Futuro extraño
Ésta va a ser una columna ilustrada, quiero decir que el texto necesita conectarse con una imagen que voy a representar como condición previa: un cuadro que Vicente Ameztoy pintó en 1984. En primer plano la carnalidad verde, primeriza -los verdes de Ameztoy siempre son frescos, recién estrenados- del campo y de la costa; al fondo, el horizonte divisorio del cielo y del azul más intenso del mar. Se trata de un paisaje resumido, sin habitantes. No lleva título. Pocas pistas, pues, para el extranjero que contempla el cuadro y que puede por ello situar ese lugar en cualquier sitio. Y viajar allí, liberado, desanclado, suelto. En ese sentido, la mirada que el extranjero dirige al paisaje se sitúa esencialmente en el presente, o en el futuro corto del impulso o del deseo. Pero cualquier nativo sabe inmediatamente que el cuadro es un retrato. Que ese verde es Urgull y la isla de Santa Clara. Que ese mar es el nuestro, y el recorrido que traza por la costa, el perfil de la bahía donostiarra. Lo reconoce enseguida y empieza a comparar, a cotejar la realidad del cuadro con la representación que del lugar se hace su mente. O al revés, la representación del cuadro con la vivencia del lugar que su mente tiene por cierta, por única verdadera. En ese sentido, la mirada del nativo pertenece esencialmente al pasado. A la experiencia y a la memoria.
Ésta es la ilustración. El texto acude ahora a una expresión que siempre me ha interesado mucho. La de 'vuelo doméstico' para calificar a los desplazamientos aéreos no internacionales. Ese adjetivo presupone en el viajero proximidad, familiaridad con su destino. Y permite por ello relegar las fronteras geográficas, políticas o administrativas y poner el acento en mugas de otro tipo, psicológicas y afectivas. Porque lo doméstico alcanza hasta donde llega la sensación íntima de estar en casa, la percepción subjetiva de lo propio. Lo demás es ajeno, extranjero, vuelo internacional. Y en ese sentido, en la expresión igual que en el cuadro, la mirada extranjera tiene que ver con el presente de lo que se ignora, y a lo mejor también con el futuro de la curiosidad que esa ignorancia despierta. Mientras que la mirada doméstica es recuerdo, de nuevo, repaso de lo conocido, de lo que se da por sabido o por hecho.

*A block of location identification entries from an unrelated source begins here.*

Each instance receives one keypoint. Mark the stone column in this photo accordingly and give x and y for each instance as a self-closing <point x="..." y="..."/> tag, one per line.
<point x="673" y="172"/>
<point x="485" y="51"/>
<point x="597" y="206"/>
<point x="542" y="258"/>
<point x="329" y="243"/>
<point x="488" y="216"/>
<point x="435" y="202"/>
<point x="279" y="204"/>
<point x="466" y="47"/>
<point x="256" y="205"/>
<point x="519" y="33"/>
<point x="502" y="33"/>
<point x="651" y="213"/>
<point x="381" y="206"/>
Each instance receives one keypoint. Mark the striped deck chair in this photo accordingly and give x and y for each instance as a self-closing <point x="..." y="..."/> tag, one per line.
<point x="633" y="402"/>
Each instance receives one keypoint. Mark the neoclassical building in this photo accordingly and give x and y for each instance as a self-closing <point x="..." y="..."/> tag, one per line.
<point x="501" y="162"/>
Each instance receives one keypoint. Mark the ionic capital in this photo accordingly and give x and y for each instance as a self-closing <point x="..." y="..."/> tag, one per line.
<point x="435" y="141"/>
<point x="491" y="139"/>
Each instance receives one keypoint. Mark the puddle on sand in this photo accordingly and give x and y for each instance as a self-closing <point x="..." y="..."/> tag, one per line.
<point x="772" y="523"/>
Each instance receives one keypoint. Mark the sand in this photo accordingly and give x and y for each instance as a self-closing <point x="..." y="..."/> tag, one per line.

Estamos en pleno mes de agosto, invadidos de turistas que, a pesar del racanerío climático, acuden al reclamo de las especialidades locales: buen comer, callejeo virtuoso y fiesta abundante. Yo, con ojos de nativa, les observo; les espío en sus gestos inexpertos; en sus recorridos principiantes. Y no puedo evitar preguntarme ¿qué ven?, ni envidiarles en la respuesta que yo misma decido. Ven novedad, frescura, y sobre todo absoluto presente, radical actualidad de cada rincón, de cada juego de la luz, de cada sabor, de cada encuentro. Actualidad de todo que no contaminan ni los apriorismos ni los prejuicios del recuerdo, y sobre la que se puede edificar cualquier futuro.
Eso pienso, y eso envidio. Y trato de comerme un pintxo como si fuera exótico; y de extraviarme en la ciudad que me sé de memoria; y de desmenuzar los paisajes del agua para desconcertarme la vista, y concederle así el placer excitante de la perplejidad; la dicha rotunda de la revelación. En fin, que intento hacerme la extranjera para que mi pasado y mi experiencia no impongan su visión monogámica de la ciudad, para tener más versiones y de ese modo, de acuerdo con la lógica apuntada, nueva curiosidad y más futuro.
Porque sin curiosidad, sin mirada extranjera, pipiola, ingenua, no hay futuro. Eso me digo y se lo digo a Euskadi. Porque a Euskadi le falta curiosidad y le sobra pasado. Porque se mira siempre con ojos de nativa. Siempre recordando, sabiendo de antemano, repasando certezas. Miradas y fórmulas domésticas, una y otra vez. Y las mismas cuentas dan naturalmente los mismos resultados. Los mismos, incluso en pleno agosto, endeudamientos, déficits. Idénticos números rojos.